È vero che non tutti gli impianti fotovoltaici oggi in funzione (40GW a fine giugno) beneficiano degli incentivi, ma la realtà dei fatti è che il 44% degli impianti in Conto Energia operano con margini estremamente generosi portandosi a casa tra incentivo e remunerazione di borsa oltre 400€ per MWh. Risorse assorbite per produrre poco più del 7% del totale della generazione elettrica. Incentivi che pesano in bolletta, assieme al “trascinamento” dei costi di sistema che le fonti rinnovabili comportano: adeguamento della rete, accumuli e batterie, capacity market (centrali a gas tenute in stand by per intervenire quando sole e vento non producono).

Anche gli impianti installati successivamente ai 5 Conti Energia godono di incentivazioni con tariffe incentivanti fissate da aste in cui l’offerta spuntava la tariffa più alta in quanto l’assegnazione di contingenti era regolarmente superiore all’offerta.
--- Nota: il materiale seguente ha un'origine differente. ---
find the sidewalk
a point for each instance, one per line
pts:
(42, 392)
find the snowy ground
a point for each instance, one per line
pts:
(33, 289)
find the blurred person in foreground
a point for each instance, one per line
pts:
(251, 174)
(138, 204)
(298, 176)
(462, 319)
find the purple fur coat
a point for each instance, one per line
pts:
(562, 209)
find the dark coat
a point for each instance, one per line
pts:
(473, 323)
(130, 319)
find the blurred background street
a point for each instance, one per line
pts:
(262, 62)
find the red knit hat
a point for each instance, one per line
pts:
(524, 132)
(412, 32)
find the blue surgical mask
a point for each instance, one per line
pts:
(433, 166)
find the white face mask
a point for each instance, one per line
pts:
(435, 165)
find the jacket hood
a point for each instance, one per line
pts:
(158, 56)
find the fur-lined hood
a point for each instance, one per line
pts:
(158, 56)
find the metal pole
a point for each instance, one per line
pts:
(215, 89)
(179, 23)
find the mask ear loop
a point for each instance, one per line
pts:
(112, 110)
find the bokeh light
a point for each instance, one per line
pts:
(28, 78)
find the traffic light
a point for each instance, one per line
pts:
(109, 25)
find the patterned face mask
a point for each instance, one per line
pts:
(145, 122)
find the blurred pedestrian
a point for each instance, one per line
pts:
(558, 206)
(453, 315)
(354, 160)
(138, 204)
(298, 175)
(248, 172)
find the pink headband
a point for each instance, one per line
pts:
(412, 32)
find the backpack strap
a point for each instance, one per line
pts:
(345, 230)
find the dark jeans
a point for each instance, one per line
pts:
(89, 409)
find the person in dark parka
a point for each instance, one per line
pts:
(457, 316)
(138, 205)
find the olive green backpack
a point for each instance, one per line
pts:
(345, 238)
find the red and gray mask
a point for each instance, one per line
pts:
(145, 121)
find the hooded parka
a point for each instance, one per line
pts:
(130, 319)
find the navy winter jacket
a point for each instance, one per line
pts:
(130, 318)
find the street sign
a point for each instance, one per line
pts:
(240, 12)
In definitiva gli impianti puramente merchant si contano sulle dita delle mani in Italia. Il punto non è demonizzare la potenza rinnovabile aggiuntiva ma interrogarsi se davvero servono tutti gli ulteriori 50GW di pannelli e 12 GW di pale previsti entro il 2030 dal Pniec.

Perché, se è vero che con i nuovi incentivi alle prossime aste al ribasso la base viene abbassata a 65€/MWh per il fotovoltaico, non va sottaciuto che l’eccesso di produzione (quello che verrà tagliato per garantire la stabilità del sistema elettrico) sarà comunque remunerato. E con l’aumento della penetrazione delle rinnovabili è un’eventualità non solo scontata ma abbastanza ricorrente. Innondare i territori del Mezzogiorno e isole di impianti per buttare energia senza instaurare un sistema davvero dissuasivo per ottimizzare la localizzazione di nuova capacità, comporterà – oltre allo scempio del paesaggio – un’ulteriore zavorra sulle bollette degli italiani. Infine, prendo atto dell’affermazione: “Enel è tutt’altro che assolutista: con pragmatismo, nel breve periodo, persegue l’aumento della quota di rinnovabili perché da subito realizzabile”. La mia speranza è ora che Enel si impegni concretamente in investimenti nel nostro Paese.